Trade-off between precision and recall: Precision is what % of the examples which have been classified positive are truly positive. Recall is what % of the positive examples have been classified positive successfully.

To avoid struggling with the trade off, we should focus on one metric as possible. Like we should use F1 score instead of looking both P and R simultaneously.

Satisficing and optimizing metric

Which means can combine some metrics into one cost function. Like we can set the optimize problem into:

$$\max accuracy\ s.t.\ runningtime \le 100ms$$

So if we have N metrics, we can pick the most prior one to be the optimizing one and the rest N-1 ones to be satisficing.

Train/dev/test distributions

Should find a way to make sure the dev and test set are from the same distribution.
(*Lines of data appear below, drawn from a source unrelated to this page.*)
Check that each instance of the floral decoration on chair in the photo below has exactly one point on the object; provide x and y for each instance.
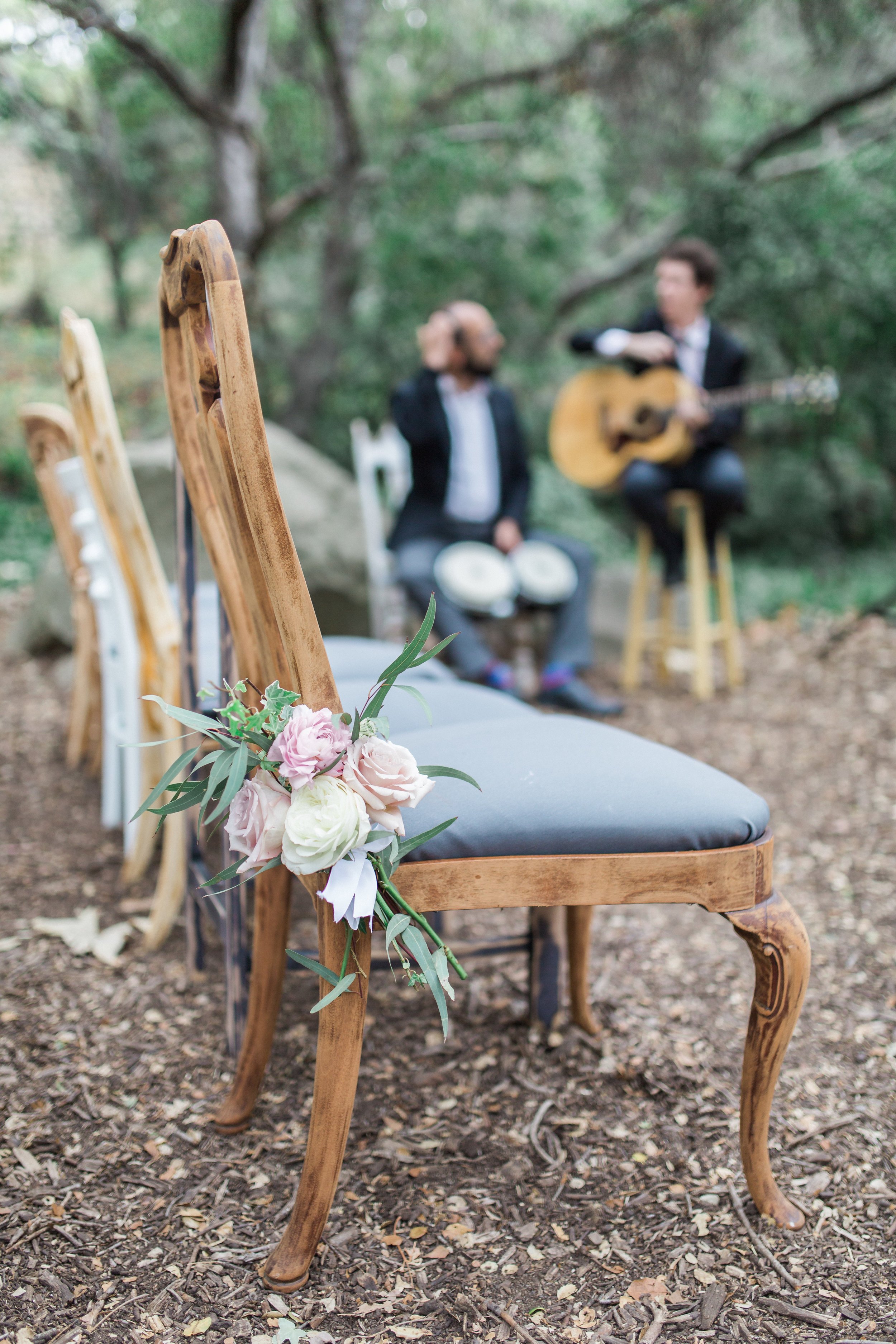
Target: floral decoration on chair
(315, 791)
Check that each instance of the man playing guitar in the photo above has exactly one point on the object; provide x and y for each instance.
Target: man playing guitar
(677, 333)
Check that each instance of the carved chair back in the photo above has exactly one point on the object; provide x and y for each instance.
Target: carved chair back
(124, 522)
(50, 437)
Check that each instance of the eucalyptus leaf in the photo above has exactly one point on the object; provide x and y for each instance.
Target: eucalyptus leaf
(413, 842)
(417, 695)
(234, 780)
(448, 772)
(309, 964)
(416, 943)
(346, 983)
(171, 773)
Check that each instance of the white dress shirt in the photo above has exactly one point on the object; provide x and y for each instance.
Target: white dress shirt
(691, 346)
(475, 480)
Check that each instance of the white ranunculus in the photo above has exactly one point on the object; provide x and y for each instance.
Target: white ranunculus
(324, 822)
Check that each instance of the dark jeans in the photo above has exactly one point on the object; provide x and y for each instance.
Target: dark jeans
(469, 654)
(716, 475)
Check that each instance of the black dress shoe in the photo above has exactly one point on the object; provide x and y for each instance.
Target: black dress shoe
(580, 698)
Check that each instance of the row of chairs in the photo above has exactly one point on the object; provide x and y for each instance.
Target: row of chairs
(573, 815)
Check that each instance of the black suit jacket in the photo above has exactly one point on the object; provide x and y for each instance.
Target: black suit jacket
(726, 365)
(420, 416)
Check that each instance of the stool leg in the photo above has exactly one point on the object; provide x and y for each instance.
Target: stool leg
(578, 955)
(637, 615)
(666, 627)
(729, 613)
(780, 947)
(699, 600)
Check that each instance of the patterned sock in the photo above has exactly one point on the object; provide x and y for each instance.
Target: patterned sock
(499, 677)
(557, 675)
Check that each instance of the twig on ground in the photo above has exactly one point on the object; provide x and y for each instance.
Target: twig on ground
(534, 1134)
(824, 1129)
(757, 1241)
(800, 1314)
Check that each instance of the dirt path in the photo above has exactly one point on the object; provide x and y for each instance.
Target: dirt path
(125, 1217)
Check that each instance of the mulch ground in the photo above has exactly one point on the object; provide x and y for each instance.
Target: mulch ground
(127, 1218)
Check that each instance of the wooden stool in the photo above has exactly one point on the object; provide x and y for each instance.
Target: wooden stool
(702, 632)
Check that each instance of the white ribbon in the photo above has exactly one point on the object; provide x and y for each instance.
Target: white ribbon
(351, 887)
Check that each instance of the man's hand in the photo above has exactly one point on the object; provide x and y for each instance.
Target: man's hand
(650, 347)
(694, 413)
(507, 535)
(437, 342)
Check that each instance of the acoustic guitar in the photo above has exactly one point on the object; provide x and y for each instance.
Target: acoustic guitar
(606, 419)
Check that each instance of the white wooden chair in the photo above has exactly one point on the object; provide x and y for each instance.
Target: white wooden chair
(383, 473)
(119, 659)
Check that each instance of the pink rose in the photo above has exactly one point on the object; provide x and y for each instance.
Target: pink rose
(308, 744)
(257, 819)
(386, 777)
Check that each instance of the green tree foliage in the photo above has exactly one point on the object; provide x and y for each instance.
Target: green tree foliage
(373, 159)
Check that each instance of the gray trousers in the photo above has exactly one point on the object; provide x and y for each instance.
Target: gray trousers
(469, 654)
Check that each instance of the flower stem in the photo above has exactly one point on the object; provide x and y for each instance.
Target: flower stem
(348, 948)
(425, 925)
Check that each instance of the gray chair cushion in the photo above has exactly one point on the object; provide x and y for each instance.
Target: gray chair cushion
(352, 656)
(451, 702)
(563, 785)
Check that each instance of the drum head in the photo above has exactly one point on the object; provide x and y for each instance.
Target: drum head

Having a defined dev set and single real value metric is like setting a target of the whole team. The team will focus on this target so if we make the distribution between dev and test as closer as possible, we can save a lot of time in transferring from dev to test, and also make the effort of working on dev set more worthy.

So, the guideline is: choose a dev set and test set to reflect data you expect to get in the future and consider important to do well on.

We used to split the data into 60:20:20 for train:dev:test. However, in the are of big data, we can have larger fraction of the data goes to the training data as long as we have enough number of samples in dev/test set.

For the test set, we need to set it to be big enough to give high confidence in the overall (unbias estimation) performance of the final system.

When to change dev/test sets and metrics

Can use different weight in the loss function to punish the unwanted misclassification. If you find the evaluation metric is not giving the correct rank order preference for what is actually better algorithm, then it’s the time to think about defining a new evaluation metric, or even with dev/test set. Beside set up a target correctly, there is a separately step which is to find a way to shoot/aim the target properly. Change the metric is just about the former goal, for the second one, we can apply the same technique (weighting for different sample) to the loss function.

So, even in the very beginning we cannot define the perfect evaluation metric, just set something reasonable up quickly and use that to drive the speed of the team’s iterating. And if later down the line we find out that it wasn’t a good one, we can just change the idea at that time.

Avoidable bias

We can use the human performance in our training as a metric to chose our next step: whether to focus on bias (avoidable bias, which is the gap between the performance on training set and the human-level performance) reduction or variance reduction tactics. This is because the human performance can usually be seen as a good approximation of the Bayes Error.

Error Analysis

When we get a result that we are not so satisfied with, we can probably look at the dev examples to get insight of what we should do to improve and evaluate the ideas. Like we can get ~100 mislabeled dev set examples, and look into what are the common characters among the majority of them and their proportion. This simple counting procedure error analysis can save a lot of time in terms of deciding what’s the most important, or what’s the most promising direction to focus on next. For several ideas to improve the performance, we can evaluate them in parallel.

Beside improving the algorithm, we also need to make sure our labeling is correct. DL algorithms are quite robust to random errors in the training set, but less robust to systematic errors.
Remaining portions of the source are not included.